“He’ll find it a struggle if he does decide to fight the bond. I never had a prayer of holding out. Maybe I knew that. Maybe I knew that if I put you in my path often enough I’d eventually give in. Maybe that was what I wanted, despite knowing you would learn things about me and my kind that it was better you never learned.”
“You know your secrets are safe with me.”
He combed his fingers through her hair. “I do. Speaking of secrets … There’s a little something I haven’t yet told you. Well, it was more that I haven’t had the chance to tell you until now. I only learned of it earlier today.”
Raini’s eyes lit with interest. “Oh? Spill.”

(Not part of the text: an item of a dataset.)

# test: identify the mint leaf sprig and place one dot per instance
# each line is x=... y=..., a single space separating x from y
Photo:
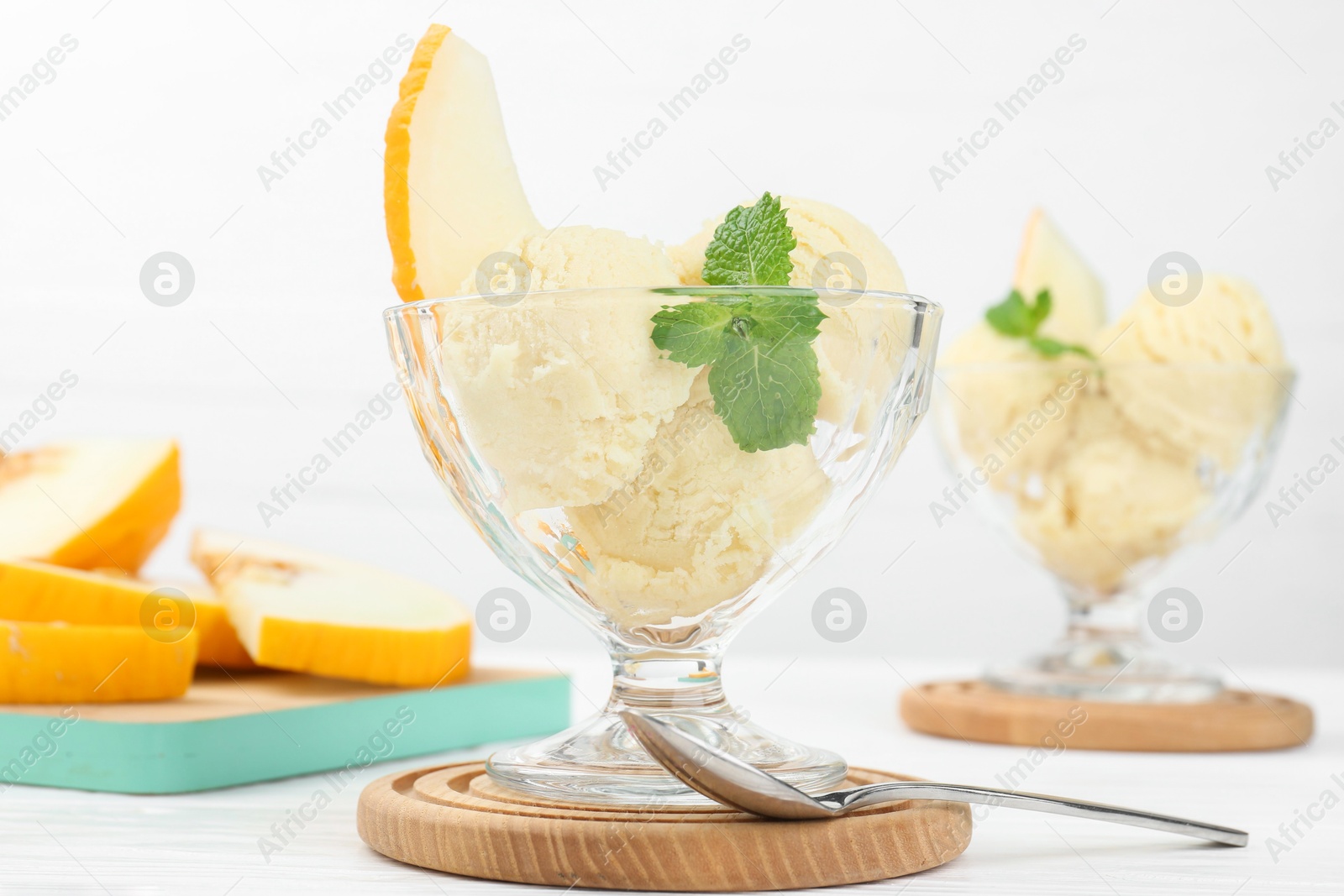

“Celia has the occasional … well, I wouldn’t call them premonitions. It’s not a warning system—the ability is too weak to serve as one. But she sometimes sees snapshots of the future. Some are of senseless, boring things. Some are a little more significant.” He paused. “Sometime after you saved Gunther, she saw a ‘snapshot’ of you and me near the cathedral. We weren’t alone. There was a little boy and two little blonde girls with us. She couldn’t give me accurate descriptions—the visual was gone too fast for her to absorb any specifics. But she thought we might like to know.”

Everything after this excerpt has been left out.